GABRIELA (assustada) – Será que ele foi raptado?
FILIPA (preocupada) – Ou…engolido por um monstro?
DIANA (assustada) – Ou caiu num poço?
FRANCISCO – Não…tenho a certeza que não aconteceu nada disso!
MONITORA (preocupada) – Calma, meninas…ele vai aparecer…deve estar a pregar-nos alguma partida…calma…!
SARA – Mas com estas coisas não se brincam.
MONITORA – Pois não, mas há meninos muito malandros.
SOFIA – Ele merece uma boa sapatada.
MONITORA – Com certeza…vai ficar de castigo.
MONITOR – Alguém viu o Pedro afastar-se?
TODOS – Não!
MONITOR – Somos todos responsáveis!
MONITORA – Calma…ele vai aparecer…Ai…! Que raio de rapaz. Apetece-me desfazê-lo, mas agora o que eu quero é que ele apareça.
MONITOR (nervoso) – Estamos tramados.
MONITORA (nervosa) – Ele vai aparecer.
MONITOR (nervoso) – Temos que aturar cada uma…

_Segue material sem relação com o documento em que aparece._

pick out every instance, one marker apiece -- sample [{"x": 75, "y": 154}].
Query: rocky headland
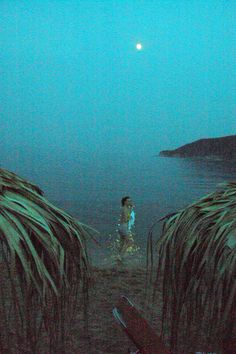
[{"x": 223, "y": 148}]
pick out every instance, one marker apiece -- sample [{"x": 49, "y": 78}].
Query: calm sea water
[{"x": 158, "y": 186}]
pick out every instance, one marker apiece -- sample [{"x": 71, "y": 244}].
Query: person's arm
[{"x": 125, "y": 215}]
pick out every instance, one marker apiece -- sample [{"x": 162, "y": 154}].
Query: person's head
[{"x": 126, "y": 201}]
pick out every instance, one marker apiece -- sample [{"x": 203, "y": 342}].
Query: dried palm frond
[
  {"x": 196, "y": 273},
  {"x": 44, "y": 268}
]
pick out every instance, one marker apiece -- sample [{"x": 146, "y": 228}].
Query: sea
[{"x": 157, "y": 185}]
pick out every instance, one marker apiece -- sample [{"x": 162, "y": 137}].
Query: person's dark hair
[{"x": 123, "y": 200}]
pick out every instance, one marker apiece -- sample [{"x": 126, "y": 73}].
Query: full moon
[{"x": 139, "y": 46}]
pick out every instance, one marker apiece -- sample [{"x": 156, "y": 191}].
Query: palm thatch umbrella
[
  {"x": 44, "y": 269},
  {"x": 196, "y": 273}
]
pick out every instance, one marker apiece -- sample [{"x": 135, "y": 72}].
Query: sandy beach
[{"x": 104, "y": 335}]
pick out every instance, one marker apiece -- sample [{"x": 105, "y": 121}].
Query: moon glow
[{"x": 139, "y": 46}]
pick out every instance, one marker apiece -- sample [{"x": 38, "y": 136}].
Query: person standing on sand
[{"x": 126, "y": 222}]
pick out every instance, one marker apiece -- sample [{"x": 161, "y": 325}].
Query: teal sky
[{"x": 72, "y": 84}]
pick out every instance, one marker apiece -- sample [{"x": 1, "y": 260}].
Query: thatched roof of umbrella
[
  {"x": 196, "y": 272},
  {"x": 43, "y": 253}
]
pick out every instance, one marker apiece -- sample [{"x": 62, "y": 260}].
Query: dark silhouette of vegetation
[
  {"x": 44, "y": 270},
  {"x": 195, "y": 272}
]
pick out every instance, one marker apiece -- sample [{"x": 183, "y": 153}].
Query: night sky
[{"x": 73, "y": 85}]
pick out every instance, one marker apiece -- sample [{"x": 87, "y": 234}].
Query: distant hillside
[{"x": 216, "y": 148}]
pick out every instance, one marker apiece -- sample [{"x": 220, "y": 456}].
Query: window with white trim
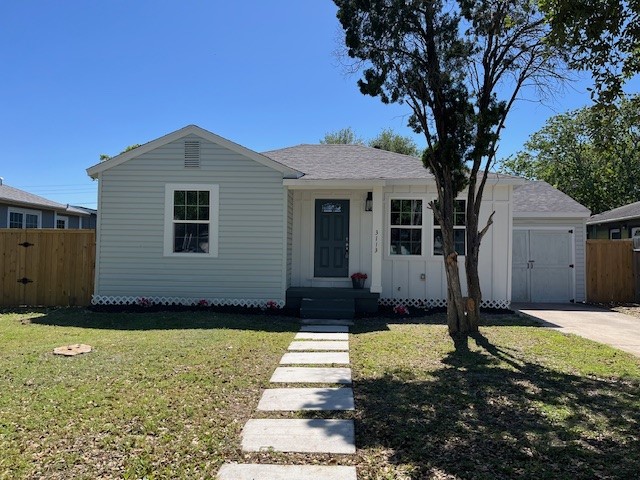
[
  {"x": 24, "y": 218},
  {"x": 406, "y": 227},
  {"x": 191, "y": 220},
  {"x": 459, "y": 230},
  {"x": 62, "y": 222}
]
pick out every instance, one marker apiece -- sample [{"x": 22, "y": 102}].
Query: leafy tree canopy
[
  {"x": 590, "y": 154},
  {"x": 104, "y": 156},
  {"x": 603, "y": 37},
  {"x": 458, "y": 65},
  {"x": 392, "y": 142},
  {"x": 344, "y": 136},
  {"x": 387, "y": 139}
]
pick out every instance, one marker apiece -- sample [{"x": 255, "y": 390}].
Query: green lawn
[{"x": 165, "y": 395}]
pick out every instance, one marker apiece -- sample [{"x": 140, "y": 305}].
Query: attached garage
[{"x": 548, "y": 263}]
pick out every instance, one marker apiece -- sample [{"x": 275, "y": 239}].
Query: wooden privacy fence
[
  {"x": 610, "y": 271},
  {"x": 46, "y": 267}
]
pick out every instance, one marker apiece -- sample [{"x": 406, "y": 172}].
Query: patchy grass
[
  {"x": 161, "y": 395},
  {"x": 517, "y": 402},
  {"x": 165, "y": 396}
]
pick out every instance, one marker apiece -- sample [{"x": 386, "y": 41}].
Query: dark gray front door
[{"x": 332, "y": 238}]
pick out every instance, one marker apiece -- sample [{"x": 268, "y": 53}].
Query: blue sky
[{"x": 80, "y": 78}]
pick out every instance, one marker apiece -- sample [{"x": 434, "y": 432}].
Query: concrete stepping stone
[
  {"x": 299, "y": 435},
  {"x": 321, "y": 336},
  {"x": 314, "y": 358},
  {"x": 248, "y": 471},
  {"x": 290, "y": 399},
  {"x": 325, "y": 328},
  {"x": 311, "y": 375},
  {"x": 319, "y": 345}
]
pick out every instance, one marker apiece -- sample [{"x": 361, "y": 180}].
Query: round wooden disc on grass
[{"x": 71, "y": 350}]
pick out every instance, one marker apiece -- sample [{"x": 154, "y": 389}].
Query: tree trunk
[
  {"x": 473, "y": 238},
  {"x": 475, "y": 295},
  {"x": 456, "y": 318}
]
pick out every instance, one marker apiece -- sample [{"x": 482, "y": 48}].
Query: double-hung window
[
  {"x": 191, "y": 220},
  {"x": 459, "y": 230},
  {"x": 406, "y": 227},
  {"x": 23, "y": 218}
]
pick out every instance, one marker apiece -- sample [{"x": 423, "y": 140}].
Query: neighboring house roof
[
  {"x": 539, "y": 199},
  {"x": 15, "y": 196},
  {"x": 626, "y": 212},
  {"x": 356, "y": 162},
  {"x": 183, "y": 132},
  {"x": 88, "y": 211}
]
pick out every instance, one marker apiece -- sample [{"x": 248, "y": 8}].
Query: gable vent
[{"x": 191, "y": 154}]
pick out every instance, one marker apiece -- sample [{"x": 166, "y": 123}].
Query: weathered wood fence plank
[
  {"x": 50, "y": 267},
  {"x": 610, "y": 276}
]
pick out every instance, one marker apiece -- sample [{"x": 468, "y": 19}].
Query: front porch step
[
  {"x": 364, "y": 300},
  {"x": 329, "y": 308}
]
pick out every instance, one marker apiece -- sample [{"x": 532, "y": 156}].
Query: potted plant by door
[{"x": 358, "y": 279}]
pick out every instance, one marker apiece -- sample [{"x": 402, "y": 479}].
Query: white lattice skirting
[
  {"x": 218, "y": 302},
  {"x": 436, "y": 303}
]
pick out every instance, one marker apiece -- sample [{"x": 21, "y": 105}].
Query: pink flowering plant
[
  {"x": 272, "y": 305},
  {"x": 144, "y": 302},
  {"x": 401, "y": 310}
]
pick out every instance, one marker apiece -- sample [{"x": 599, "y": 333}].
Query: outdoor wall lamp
[{"x": 368, "y": 203}]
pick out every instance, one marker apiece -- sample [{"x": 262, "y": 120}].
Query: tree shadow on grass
[
  {"x": 183, "y": 320},
  {"x": 488, "y": 414},
  {"x": 505, "y": 319}
]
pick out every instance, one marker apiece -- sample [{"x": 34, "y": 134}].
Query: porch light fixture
[{"x": 368, "y": 203}]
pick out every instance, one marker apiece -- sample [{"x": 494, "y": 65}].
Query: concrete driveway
[{"x": 613, "y": 328}]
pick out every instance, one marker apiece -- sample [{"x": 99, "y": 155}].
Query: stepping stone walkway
[
  {"x": 231, "y": 471},
  {"x": 291, "y": 399},
  {"x": 311, "y": 375},
  {"x": 322, "y": 346},
  {"x": 315, "y": 358},
  {"x": 318, "y": 345}
]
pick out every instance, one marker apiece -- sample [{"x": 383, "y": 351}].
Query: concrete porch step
[
  {"x": 323, "y": 328},
  {"x": 329, "y": 308},
  {"x": 325, "y": 323}
]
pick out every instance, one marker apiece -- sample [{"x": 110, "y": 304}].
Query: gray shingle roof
[
  {"x": 16, "y": 196},
  {"x": 349, "y": 162},
  {"x": 540, "y": 197},
  {"x": 625, "y": 212}
]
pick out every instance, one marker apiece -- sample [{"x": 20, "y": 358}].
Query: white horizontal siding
[{"x": 251, "y": 230}]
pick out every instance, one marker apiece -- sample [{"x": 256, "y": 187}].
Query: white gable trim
[{"x": 183, "y": 132}]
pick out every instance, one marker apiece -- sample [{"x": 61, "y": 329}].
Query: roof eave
[
  {"x": 332, "y": 183},
  {"x": 551, "y": 214},
  {"x": 41, "y": 206},
  {"x": 610, "y": 220},
  {"x": 183, "y": 132}
]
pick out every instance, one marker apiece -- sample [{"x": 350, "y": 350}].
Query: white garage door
[{"x": 542, "y": 266}]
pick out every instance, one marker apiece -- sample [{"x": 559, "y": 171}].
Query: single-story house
[
  {"x": 616, "y": 224},
  {"x": 192, "y": 216},
  {"x": 20, "y": 209}
]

NARRADORA - Desatam todos aos gritos pelo nome do amigo. A monitora grita:
MONITORA - Não se afastem.
MONITOR - Vamos dividir-nos…eu vou com alguns por aqui, tu vais por ali com os outros. Encontramo-nos todos ali naquele campo em baixo.
TODOS - Entendido!
NARRADORA - Os monitores procuram com os meninos…uns correm para um lado, outros correm para o outro. De repente, o menino está a passear-se pelo campo abandonado, e a chorar, muito triste. A monitora encontra-o, e grita-lhe, embora aliviada:
MONITORA - Meu estardalho! Quem é que te mandou separar do resto do grupo?

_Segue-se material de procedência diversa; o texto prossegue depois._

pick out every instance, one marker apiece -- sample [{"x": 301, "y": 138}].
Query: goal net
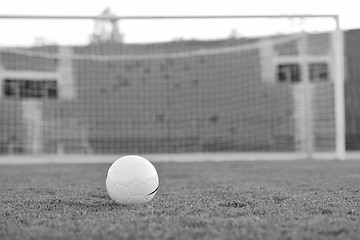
[{"x": 245, "y": 85}]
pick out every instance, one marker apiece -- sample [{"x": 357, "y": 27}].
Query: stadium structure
[{"x": 234, "y": 95}]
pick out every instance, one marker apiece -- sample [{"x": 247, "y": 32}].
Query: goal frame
[{"x": 337, "y": 38}]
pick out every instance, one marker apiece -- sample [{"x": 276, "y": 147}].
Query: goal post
[{"x": 175, "y": 87}]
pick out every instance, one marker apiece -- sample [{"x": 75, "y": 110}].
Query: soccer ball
[{"x": 132, "y": 180}]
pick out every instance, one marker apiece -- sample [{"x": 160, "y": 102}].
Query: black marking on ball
[{"x": 153, "y": 191}]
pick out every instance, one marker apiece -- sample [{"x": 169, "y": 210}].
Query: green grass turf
[{"x": 207, "y": 200}]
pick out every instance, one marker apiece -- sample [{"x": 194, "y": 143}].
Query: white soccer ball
[{"x": 132, "y": 180}]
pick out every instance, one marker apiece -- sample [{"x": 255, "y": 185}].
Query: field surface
[{"x": 204, "y": 200}]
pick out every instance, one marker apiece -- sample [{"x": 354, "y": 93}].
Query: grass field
[{"x": 204, "y": 200}]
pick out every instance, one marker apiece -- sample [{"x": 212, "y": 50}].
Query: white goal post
[{"x": 257, "y": 87}]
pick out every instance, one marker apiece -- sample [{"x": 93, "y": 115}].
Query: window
[
  {"x": 289, "y": 73},
  {"x": 24, "y": 88},
  {"x": 319, "y": 72}
]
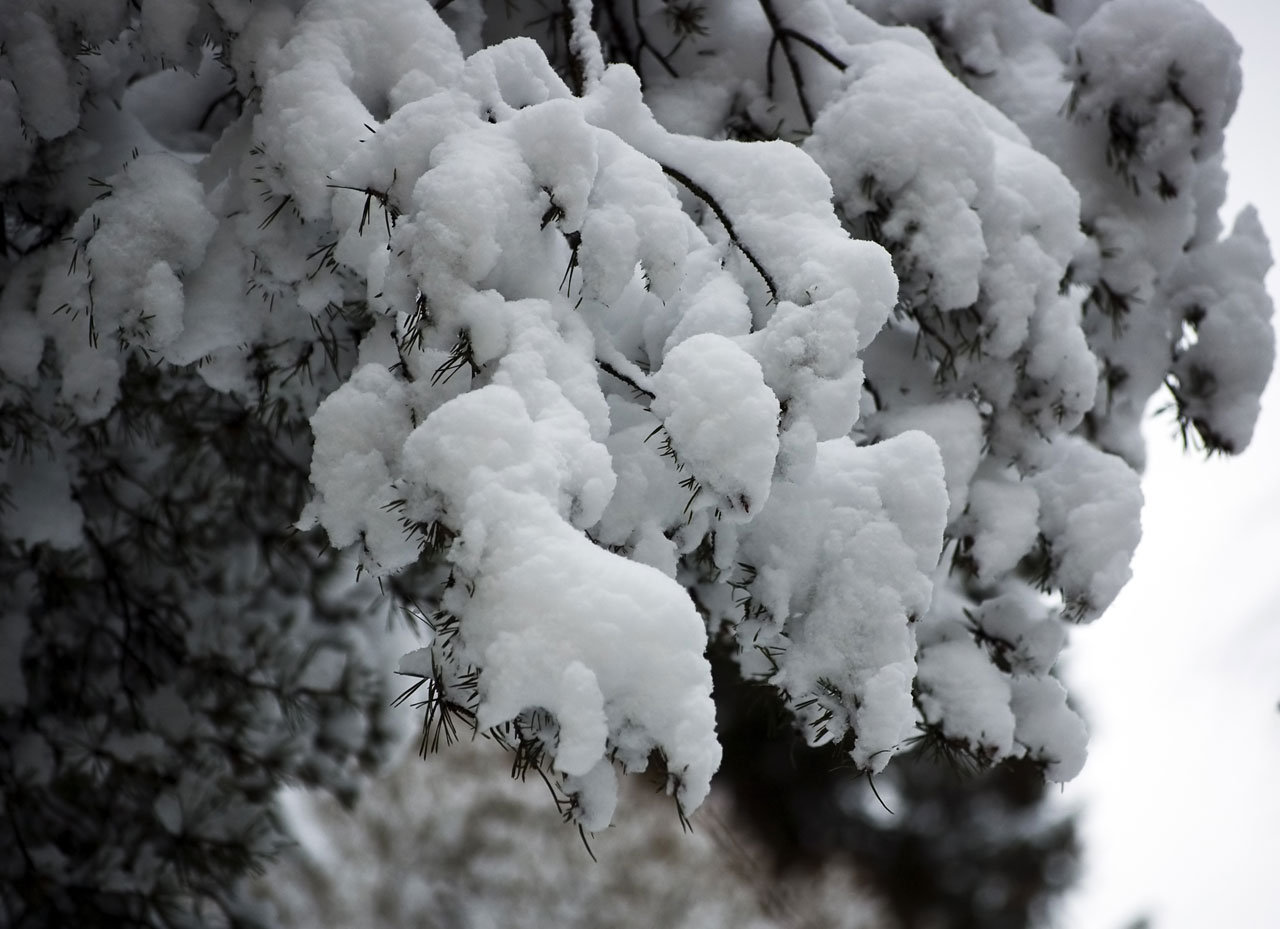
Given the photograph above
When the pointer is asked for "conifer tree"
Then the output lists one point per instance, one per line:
(581, 338)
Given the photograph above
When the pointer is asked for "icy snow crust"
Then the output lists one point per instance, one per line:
(851, 406)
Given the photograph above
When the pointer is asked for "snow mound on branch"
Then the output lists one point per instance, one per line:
(841, 566)
(1089, 517)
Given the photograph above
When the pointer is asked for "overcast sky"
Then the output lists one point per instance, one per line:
(1180, 680)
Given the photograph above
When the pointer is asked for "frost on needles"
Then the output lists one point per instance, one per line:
(818, 332)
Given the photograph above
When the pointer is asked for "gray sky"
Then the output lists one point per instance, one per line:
(1180, 680)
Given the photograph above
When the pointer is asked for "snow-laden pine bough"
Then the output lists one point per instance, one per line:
(818, 332)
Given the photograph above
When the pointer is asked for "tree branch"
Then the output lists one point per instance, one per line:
(700, 192)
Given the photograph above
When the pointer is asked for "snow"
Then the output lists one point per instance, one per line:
(598, 380)
(722, 419)
(1089, 516)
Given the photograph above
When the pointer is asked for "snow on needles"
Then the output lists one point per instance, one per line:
(593, 381)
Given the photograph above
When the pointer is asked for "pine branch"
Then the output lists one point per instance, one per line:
(700, 192)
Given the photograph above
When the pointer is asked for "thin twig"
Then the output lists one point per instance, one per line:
(700, 192)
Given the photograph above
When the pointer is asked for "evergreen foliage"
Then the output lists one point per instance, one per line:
(580, 337)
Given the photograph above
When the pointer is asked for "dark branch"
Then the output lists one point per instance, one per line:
(698, 191)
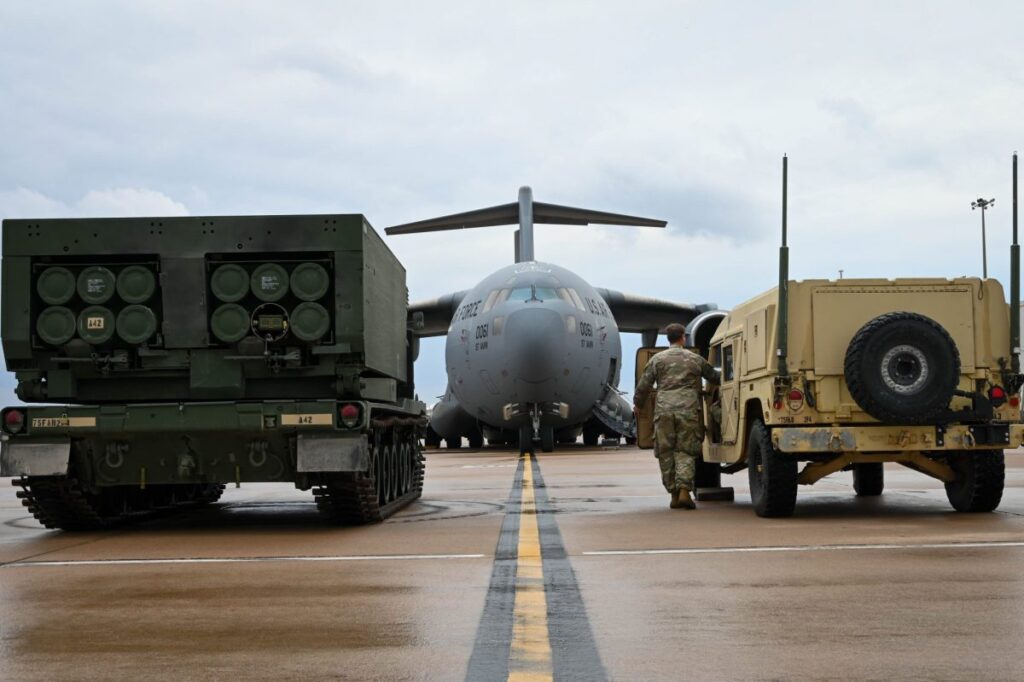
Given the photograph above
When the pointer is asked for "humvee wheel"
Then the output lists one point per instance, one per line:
(868, 479)
(773, 477)
(902, 368)
(709, 474)
(980, 476)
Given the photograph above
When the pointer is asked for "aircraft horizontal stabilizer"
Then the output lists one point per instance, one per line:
(508, 214)
(639, 313)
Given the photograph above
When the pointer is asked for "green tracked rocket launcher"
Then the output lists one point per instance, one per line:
(186, 353)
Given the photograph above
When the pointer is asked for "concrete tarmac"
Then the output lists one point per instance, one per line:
(620, 587)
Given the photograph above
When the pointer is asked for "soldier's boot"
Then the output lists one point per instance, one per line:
(685, 501)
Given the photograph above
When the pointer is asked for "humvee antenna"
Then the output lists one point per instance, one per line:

HELENA (grita, preocupada) – Pensávamos que aqui havia monstros e que te tinham levado! Ou que apareceram maus.
GABRIELA (assustada) – Sim, ou que tinhas sido raptado.

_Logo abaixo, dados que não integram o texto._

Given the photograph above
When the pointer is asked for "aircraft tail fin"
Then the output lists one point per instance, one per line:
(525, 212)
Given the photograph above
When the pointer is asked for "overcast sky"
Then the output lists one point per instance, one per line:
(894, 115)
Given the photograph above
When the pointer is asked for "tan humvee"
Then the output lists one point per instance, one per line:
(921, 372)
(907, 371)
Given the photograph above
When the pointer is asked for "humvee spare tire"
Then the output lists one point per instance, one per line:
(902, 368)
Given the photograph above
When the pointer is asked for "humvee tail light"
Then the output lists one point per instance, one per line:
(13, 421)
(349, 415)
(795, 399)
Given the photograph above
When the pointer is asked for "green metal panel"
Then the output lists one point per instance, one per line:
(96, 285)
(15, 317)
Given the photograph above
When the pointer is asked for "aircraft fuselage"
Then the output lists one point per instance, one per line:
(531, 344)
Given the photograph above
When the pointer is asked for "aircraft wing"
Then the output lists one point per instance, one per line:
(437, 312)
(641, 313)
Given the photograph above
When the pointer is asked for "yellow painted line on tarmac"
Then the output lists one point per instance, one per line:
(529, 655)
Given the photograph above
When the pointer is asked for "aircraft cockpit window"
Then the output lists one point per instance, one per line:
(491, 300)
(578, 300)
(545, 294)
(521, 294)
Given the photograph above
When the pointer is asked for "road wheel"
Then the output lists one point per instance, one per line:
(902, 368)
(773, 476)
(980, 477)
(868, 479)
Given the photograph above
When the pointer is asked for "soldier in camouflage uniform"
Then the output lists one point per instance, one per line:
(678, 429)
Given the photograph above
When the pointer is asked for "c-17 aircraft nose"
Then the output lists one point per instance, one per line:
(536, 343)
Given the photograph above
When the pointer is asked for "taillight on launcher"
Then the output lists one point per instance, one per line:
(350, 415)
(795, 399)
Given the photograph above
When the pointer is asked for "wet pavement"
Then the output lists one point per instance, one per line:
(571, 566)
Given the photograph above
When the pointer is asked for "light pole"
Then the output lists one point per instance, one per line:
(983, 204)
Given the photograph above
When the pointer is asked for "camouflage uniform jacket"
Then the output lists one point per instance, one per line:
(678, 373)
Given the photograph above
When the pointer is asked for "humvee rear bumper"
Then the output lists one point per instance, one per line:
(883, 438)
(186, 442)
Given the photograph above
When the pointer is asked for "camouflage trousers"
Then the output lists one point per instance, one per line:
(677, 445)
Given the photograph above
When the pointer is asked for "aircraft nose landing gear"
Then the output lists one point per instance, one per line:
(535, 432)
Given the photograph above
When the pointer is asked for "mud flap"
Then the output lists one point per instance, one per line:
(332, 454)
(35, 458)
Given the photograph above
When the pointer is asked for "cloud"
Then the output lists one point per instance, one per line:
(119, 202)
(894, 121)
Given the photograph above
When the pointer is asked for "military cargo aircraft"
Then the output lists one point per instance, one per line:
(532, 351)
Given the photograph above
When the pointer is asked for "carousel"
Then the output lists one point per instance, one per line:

FILIPA (preocupada) – Ou…engolido por um monstro!
DIANA (assustada) – Ou que tinhas caído a um poço?
TODAS – Que susto!
(O menino triste e envergonhado explica)
PEDRO - Desculpem…deu-me vontade de fazer xixi, e desviei-me, mas pensei que tinham visto, e que iam esperar.
SARA - Pois, estávamos distraídos.
MONITORA - Que grande susto que nos pregaste…! Já viste o que era de nós se te acontecesse alguma coisa? Tinhas que ter avisado.
(O menino mostra que entende)
PEDRO - Eu sei, desculpem!
MONITORA - Estás de castigo…desobedeceste e puseste a tua vida em perigo, e a nossa também…porque somos responsáveis por vocês, quando os vossos pais não estão.
PEDRO - Eu sei, tens razão. Desculpa.
MONITORA (vê que ele está a chorar) - Ficaste assustado? Nós ficamos muito mais!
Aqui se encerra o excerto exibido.